The Pershing Operational Test Unit (POTU) was the U.S. Army agency responsible for the operational testing of the Pershing 1 Field Artillery Missile System, the Pershing 1a Field Artillery Missile System and the Pershing II Weapon System. Created in 1965, POTU was assigned to United States Army Europe and located in Heidelberg, Germany. Personnel consisted of one lieutenant colonel, two majors, one captain, two warrant officers and four non-commissioned officers.

In 1965, the Army contracted with the Applied Physics Laboratory (APL) of Johns Hopkins University to develop and implement a test and evaluation program.

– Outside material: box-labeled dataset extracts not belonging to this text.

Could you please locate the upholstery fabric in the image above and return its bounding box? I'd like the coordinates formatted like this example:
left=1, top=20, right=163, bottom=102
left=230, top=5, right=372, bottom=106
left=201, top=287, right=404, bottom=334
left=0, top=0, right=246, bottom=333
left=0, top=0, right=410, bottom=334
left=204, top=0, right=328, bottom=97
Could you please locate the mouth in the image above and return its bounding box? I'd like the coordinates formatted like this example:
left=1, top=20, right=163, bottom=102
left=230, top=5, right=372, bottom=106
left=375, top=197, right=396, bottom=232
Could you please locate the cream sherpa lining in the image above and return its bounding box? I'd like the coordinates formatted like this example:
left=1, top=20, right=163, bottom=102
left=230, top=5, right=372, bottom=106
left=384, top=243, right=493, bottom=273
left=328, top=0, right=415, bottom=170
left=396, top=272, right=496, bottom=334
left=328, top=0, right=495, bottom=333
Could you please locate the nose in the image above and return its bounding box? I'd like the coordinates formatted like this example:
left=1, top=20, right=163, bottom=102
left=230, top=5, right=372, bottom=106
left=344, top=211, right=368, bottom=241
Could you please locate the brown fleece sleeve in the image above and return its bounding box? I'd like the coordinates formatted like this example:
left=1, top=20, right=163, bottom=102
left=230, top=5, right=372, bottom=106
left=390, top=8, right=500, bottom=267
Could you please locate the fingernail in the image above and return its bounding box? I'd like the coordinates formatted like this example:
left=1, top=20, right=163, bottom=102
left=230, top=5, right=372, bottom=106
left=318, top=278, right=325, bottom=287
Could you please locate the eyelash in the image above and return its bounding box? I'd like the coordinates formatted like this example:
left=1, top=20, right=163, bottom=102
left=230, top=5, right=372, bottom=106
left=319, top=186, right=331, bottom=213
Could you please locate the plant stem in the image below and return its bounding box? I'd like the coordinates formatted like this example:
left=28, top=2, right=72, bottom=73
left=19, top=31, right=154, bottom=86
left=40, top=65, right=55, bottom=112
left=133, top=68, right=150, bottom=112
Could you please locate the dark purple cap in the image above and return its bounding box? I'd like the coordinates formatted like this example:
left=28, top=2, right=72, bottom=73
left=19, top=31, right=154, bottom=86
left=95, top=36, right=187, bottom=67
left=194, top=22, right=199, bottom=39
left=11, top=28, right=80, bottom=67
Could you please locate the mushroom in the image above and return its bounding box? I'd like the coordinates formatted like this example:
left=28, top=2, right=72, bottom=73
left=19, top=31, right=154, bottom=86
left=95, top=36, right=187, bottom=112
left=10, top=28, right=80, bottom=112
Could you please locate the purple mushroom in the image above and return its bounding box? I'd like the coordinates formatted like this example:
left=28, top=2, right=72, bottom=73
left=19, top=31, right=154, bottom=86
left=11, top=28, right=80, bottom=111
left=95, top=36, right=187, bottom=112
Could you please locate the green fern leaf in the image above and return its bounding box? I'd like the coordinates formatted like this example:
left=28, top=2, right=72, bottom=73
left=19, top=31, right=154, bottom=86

APL developed the Pershing Operational Test Program (OTP), provided technical support to the Pershing Operational Test Unit (POTU), identified problem areas and improved the performance and survivability of the Pershing systems.

POTU planned, scheduled, and executed the tests, evaluations, and missile firings to support OTP. POTU would select three firing batteries from the 56th Field Artillery Command in West Germany to participate in Follow-on Operational Tests (FOT) using an unannounced Field Alert Status Verification (FASV) at the Quick Reaction Alert (QRA) site. POTU selected missiles, equipment and personnel (colloquially referred to as a tap) for transport to either Cape Canaveral or White Sands Missile Range. After arrival, the missiles and launchers would be equipped with telemetry and the missiles would have range safety equipment installed for in-flight destruction if needed. Shoots were supported by elements of the 3rd Battalion, 9th Field Artillery Regiment from Fort Sill, Oklahoma. The missile crews would perform tactical countdowns and launch the missile. Data collectors from APL observed the crews and equipment. After the shoot, data and evaluations were compiled into reports of the performance estimates of the operational capabilities of the Pershing missile system. POTU members wore red hats during evaluations, leading to red hat as a nickname.